The Local Industrial Strategy – Why Should Businesses Care?
Published: 19 Jul 2019
The Northern Power House and Midlands Engine are strong brands. The aim of government, local business and civic leaders is to make the economies they define match the branding. You will be hard pressed to find a government minister’s speech on the economy that does not refer to at least one these areas – often with a commitment to invest in their growth. The same cannot be said for our part of the country.
There are several reasons for this. First is that we are taken for granted – the goose will continue to lay the golden eggs come what may. The second is identity - our distinct economies are lumped together as “the wealthy South East”. Third, is the difficulty national politicians have in shouting about the importance for investment in the country’s wealth creating assets as opposed to just addressing failure.
All three factors are valid. Decades of regional economic policy (or lack of it) have failed to reduce the North/South and other economic divides. So positive discrimination in favour of economies and communities that have suffered the consequences of the decline of industries on which they were dependent is a valid government policy.
The South East has largely been spared the catastrophic equivalent of the decline of the steel, shipbuilding and coal industries. There are exceptions, such as our sea-side towns, but overall our economy has proven resilient through change. The diversity of our economy is one of our great strengths and a factor in the relative speed with which it recovered from the 2008 crash. But it is also a challenge in terms of projecting a clear identity.
I’ve described a difficult backdrop against which Coast to Capital (C2C), our business-led Local Enterprise Partnership, must negotiate a Local Industrial Strategy (LIS) with government. All LEPs are required to work with central government and local stakeholders to produce these strategies by the end of the year. Our LIS will determine the investment our region will attract from government in areas vital to business including infrastructure, skills and innovation.
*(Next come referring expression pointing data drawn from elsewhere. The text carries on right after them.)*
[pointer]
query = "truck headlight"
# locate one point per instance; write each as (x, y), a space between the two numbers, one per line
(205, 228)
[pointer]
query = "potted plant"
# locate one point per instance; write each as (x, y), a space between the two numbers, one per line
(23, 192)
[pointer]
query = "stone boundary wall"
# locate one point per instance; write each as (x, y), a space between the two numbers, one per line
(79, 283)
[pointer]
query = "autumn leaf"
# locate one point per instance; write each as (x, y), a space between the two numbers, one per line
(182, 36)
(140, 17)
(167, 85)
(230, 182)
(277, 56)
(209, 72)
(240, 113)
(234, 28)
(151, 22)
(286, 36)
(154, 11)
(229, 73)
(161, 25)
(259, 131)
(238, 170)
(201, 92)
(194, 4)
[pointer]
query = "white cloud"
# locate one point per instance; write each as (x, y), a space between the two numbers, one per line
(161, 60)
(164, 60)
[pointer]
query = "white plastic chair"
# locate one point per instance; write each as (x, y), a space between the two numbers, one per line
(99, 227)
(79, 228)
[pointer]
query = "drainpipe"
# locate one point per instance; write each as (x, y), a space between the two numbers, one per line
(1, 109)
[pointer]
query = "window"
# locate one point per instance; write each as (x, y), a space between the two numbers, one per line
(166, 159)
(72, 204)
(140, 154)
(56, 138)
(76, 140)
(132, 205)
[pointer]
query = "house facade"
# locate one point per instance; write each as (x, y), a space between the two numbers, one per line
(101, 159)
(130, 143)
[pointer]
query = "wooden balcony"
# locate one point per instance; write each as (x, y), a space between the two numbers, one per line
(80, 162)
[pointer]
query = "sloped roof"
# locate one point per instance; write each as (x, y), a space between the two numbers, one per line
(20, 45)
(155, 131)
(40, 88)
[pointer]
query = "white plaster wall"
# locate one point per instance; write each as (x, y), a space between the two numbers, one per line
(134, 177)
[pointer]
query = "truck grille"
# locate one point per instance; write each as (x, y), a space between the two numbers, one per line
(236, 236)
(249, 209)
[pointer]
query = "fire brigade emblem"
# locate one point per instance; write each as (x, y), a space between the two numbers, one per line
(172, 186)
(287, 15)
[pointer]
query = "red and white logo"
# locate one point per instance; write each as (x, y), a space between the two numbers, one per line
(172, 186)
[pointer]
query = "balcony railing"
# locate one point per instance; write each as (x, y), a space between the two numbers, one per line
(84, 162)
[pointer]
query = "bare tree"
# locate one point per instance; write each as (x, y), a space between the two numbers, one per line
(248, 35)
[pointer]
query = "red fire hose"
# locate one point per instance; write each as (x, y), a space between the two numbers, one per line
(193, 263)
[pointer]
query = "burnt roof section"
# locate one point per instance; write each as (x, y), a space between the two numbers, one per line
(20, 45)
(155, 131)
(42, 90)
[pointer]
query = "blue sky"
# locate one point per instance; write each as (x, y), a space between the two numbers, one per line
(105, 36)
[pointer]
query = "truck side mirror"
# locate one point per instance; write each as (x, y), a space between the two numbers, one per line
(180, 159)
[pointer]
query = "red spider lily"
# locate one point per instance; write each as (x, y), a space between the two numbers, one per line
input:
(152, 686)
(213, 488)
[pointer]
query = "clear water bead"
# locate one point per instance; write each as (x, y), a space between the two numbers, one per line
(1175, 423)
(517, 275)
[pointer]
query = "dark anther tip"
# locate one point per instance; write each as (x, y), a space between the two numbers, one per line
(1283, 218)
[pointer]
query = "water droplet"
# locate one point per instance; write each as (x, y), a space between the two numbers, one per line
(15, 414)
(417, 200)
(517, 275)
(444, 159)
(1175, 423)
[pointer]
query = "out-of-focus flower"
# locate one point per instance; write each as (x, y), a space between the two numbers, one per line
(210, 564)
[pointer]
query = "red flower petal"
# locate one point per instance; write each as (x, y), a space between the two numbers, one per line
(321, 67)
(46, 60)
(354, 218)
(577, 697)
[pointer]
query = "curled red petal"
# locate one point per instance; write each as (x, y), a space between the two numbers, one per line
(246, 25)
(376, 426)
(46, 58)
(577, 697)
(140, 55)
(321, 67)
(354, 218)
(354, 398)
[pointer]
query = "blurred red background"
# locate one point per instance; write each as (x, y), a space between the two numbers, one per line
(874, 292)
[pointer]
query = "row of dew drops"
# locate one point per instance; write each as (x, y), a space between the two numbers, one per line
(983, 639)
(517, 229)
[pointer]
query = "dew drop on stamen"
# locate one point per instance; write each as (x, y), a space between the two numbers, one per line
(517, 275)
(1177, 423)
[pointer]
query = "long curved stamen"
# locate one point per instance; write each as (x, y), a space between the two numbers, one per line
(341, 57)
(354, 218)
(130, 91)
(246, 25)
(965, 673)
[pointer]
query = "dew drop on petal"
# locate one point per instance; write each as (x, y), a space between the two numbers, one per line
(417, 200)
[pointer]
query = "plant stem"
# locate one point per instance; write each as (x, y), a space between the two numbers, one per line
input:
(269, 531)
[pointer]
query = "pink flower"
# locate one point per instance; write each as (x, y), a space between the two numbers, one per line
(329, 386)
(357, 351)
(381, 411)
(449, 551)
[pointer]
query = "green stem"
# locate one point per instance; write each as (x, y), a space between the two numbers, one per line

The LISs flow from the National Industrial Strategy which focuses on driving up productivity to at least match the levels achieved by our main international competitors – we are simply not punching our weight. The emphasis is on productivity gain rather job creation as an end in itself. This should play to our strengths, but only if we get three things right.
First, we must galvanise business interest, input and support. I have so far attended three C2C consultation events on the LIS – in very different parts of the region – Bognor, Brighton and Reigate. The choice of these locations reflects the economic diversity of our region – belying the “wealthy South East” generalisation.
So far, this early-stage consultation has appealed particularly, but not exclusively, to “partners” rather than businesses. I am not knocking this, but as the process moves on and propositions begin to develop, deeper business involvement and commitment will be essential. This is itself a challenge for our region – our business leaders are not naturally inclined to “march on London” with their elected representatives in the way that their Northern equivalents are. Like it or not, this is to do with lack of regional identity and, perhaps, lack of common interest in the face of adversity.
Second, it follows that we must work harder to create that identity around which our public, private and social sectors can rally. Gatwick as a brand, and the airport as an economic driver, must be at the heart of this. They are what make us stand out – regionally, nationally and internationally. C2C recognised this is naming their Strategic Economic Plan (a forerunner of the LIS), “Gatwick 360°”. The LIS needs to capture the imagination and get business fully behind it. It needs to offer an equivalent rallying call to the Northern Powerhouse or, more aptly, better performing areas such as the Oxford to Cambridge Corridor.
Third, we must demonstrate a commitment to, and opportunities for, productivity-driven growth. We need to identify and build partnerships around investments that, with government support, will deliver an exceptional economic dividend for the UK economy. Without that commitment and focus, we have nothing to offer the government in return for the infrastructure and other investment we badly need.
An early test has come with the publication on 18 July of the Gatwick Airport Master Plan taking forward the option of bringing the stand by runway into operational use. Will the region’s businesses and civic leaders come together, as powerful critical friends, to champion our “Engine for Growth”?
Gatwick Diamond Business stands ready to work with C2C, other business organisations and our local authority partners to ensure that as a region we pass this test.